Nicklas, Janice A; Vacek, Pamela M; Carter, Elizabeth W; McDiarmid, Melissa; Albertini, Richard J.
Afiliación
  • Nicklas JA; Department of Pediatrics, University of Vermont College of Medicine, Burlington, Vermont.
  • Vacek PM; Medical Biostatistics Unit, University of Vermont College of Medicine, Burlington, Vermont.
  • Carter EW; Jeffords Institute for Quality, University of Vermont Medical Center, Burlington, Vermont.
  • McDiarmid M; Occupational Health Program, Department of Medicine, University of Maryland School of Medicine, Baltimore, Maryland.
  • Albertini RJ; U.S. Department of Veterans Affairs, Washington, District of Columbia.
Environ Mol Mutagen ; 60(6): 470-493, 2019 07.

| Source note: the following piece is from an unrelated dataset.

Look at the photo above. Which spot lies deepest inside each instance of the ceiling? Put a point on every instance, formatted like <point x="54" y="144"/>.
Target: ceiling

Article en En | MEDLINE | ID: mdl-30848503
During the First Gulf War (1991) over 100 servicemen sustained depleted uranium (DU) exposure through wound contamination, inhalation, and shrapnel. The Department of Veterans Affairs has a surveillance program for these Veterans which has included genotoxicity assays. The frequencies of glycosylphosphatidylinositol anchor (GPIa) negative (aerolysin resistant) cells determined by cloning assays for these Veterans are reported in Albertini RJ et al. (2019: Environ Mol Mutagen). Molecular analyses of the GPIa biosynthesis class A (PIGA) gene was performed on 862 aerolysin-resistant T-lymphocyte recovered isolates. The frequencies of different types of PIGA mutations were compared between high and low DU exposure groups. Additional molecular studies were performed on mutants that produced no PIGA mRNA or with deletions of all or part of the PIGA gene to determine deletion size and breakpoint sequence. One mutant appeared to be the result of a chromothriptic event. A significant percentage (>30%) of the aerolysin resistant isolates, which varied by sample year and Veteran, had wild-type PIGA cDNA (no mutation). As described in Albertini RJ et al. (2019: Environ Mol Mutagen), TCR gene rearrangement analysis of these isolates indicated most arose from multiple T-cell progenitors (hence the inability to find a mutation). It is likely that these isolates were the result of failure of complete selection against nonmutant cells in the cloning assays. Real-time studies of GPIa resistant isolates with no PIGA mutation but with a single TCR gene rearrangement found one clone with a PIGV deletion and several others with decreased levels of GPIa pathway gene mRNAs implying mutation in other GPIa pathway genes. Environ. Mol. Mutagen. 60:470-493, 2019. © 2019 Wiley Periodicals, Inc.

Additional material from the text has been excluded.